一般相対性理論では重力崩壊や宇宙初期における超高密度の極限状態で、時空の曲率が無限に大きくなる状況が出現する。この状況を特異点、あるいは空間的に点とは限らずリング状の場合もあるので特異領域とも呼ばれる。
どのような状況で特異点が出現するかを証明したのが特異点定理である。1965年ロジャー・ペンローズ(Roger Penrose)によって、重力崩壊がある程度以上進行し、また物質のエネルギー密度と圧力が適当な条件を満たせば、ブラックホールの内部で必ず特異点が存在することが証明された。その後、スティーブン・ホーキング(Stephen Hawking)とペンローズがやはり物質が適当なエネルギー条件を満たす限りビッグバン宇宙論で初期特異点が存在することを証明した。

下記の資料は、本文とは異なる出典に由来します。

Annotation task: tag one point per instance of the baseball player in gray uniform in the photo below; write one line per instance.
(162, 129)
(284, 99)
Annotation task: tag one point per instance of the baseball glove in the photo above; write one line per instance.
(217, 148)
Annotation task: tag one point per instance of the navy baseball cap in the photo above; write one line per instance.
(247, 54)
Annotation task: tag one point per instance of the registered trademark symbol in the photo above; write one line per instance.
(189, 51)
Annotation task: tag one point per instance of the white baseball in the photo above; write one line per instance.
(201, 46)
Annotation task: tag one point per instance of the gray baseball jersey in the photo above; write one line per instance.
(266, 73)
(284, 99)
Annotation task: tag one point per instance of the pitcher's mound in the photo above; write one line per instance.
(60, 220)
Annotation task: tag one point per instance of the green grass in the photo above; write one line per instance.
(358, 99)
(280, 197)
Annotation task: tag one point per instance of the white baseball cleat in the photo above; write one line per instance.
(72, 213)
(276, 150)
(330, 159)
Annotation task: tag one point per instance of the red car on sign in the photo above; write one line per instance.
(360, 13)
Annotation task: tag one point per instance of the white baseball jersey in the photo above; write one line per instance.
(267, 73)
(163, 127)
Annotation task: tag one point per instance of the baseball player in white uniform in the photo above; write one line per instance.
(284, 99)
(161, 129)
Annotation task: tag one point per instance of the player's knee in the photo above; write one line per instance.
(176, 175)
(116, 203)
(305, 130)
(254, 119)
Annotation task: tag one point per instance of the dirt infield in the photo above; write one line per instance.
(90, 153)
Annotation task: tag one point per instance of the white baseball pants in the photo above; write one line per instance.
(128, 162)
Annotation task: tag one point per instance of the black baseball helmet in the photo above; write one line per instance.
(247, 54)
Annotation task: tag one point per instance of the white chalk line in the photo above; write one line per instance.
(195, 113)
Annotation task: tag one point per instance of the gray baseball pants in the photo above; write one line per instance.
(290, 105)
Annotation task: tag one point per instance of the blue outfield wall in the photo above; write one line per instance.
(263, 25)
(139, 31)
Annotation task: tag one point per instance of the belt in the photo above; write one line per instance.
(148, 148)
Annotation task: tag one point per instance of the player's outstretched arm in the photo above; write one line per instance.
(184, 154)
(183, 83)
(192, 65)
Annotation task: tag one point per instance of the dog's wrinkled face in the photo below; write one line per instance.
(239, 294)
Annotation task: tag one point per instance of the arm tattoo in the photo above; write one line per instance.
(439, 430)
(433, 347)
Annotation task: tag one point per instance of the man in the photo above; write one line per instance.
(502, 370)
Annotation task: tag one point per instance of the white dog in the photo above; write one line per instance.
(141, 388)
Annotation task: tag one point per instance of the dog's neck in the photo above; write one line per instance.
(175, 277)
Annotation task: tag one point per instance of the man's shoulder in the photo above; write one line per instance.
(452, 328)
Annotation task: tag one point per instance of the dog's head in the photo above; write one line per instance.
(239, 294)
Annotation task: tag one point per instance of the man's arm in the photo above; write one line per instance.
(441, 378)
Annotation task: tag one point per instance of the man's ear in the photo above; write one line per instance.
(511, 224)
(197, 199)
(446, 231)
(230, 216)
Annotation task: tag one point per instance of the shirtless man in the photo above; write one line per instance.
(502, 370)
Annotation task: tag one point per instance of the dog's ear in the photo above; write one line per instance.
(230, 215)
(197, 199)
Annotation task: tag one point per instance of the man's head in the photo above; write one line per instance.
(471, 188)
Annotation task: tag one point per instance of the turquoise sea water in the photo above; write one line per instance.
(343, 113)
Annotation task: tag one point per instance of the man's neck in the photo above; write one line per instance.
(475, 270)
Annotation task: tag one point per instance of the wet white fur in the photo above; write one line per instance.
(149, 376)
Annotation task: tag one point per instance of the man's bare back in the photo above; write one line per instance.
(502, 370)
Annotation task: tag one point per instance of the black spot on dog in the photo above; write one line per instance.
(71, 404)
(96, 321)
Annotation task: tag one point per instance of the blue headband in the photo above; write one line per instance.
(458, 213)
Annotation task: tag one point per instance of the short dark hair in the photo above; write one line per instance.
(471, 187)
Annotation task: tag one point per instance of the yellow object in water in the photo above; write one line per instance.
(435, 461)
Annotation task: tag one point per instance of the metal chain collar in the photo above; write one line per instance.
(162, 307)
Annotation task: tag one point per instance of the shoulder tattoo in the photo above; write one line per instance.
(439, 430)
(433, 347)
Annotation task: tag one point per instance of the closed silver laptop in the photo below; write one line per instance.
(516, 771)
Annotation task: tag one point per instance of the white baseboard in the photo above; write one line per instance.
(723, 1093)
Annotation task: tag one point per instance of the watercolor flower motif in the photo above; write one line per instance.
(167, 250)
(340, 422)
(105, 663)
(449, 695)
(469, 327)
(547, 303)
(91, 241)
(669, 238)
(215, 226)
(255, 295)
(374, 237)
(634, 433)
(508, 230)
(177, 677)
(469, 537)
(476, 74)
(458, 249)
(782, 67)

特異点定理において、特異点は時空の中に存在するのではなく、時空の果てとして表現される。また特異点の形状やそれがどこにできるかを指定するものでもない。
現在の物理学では特異点を扱える理論がないため物理法則が破綻する。このため事象の地平面に囲まれていない「裸の特異点」が存在すると、物理学の大前提である因果律も破綻しかねない。そのためペンローズは「すべての特異点は事象の地平面に囲まれている」という宇宙検閲官仮説を提唱した。現実的な状況でこの仮説が成り立つかどうかはまだ証明されていない。特異点定理は古典的な一般相対性理論に基づいており、重力の量子効果を考慮していない点で、実際に時空の曲率が無限大になるか、あるいは時空という概念を超えた物理的実体があるのかは明らかではない。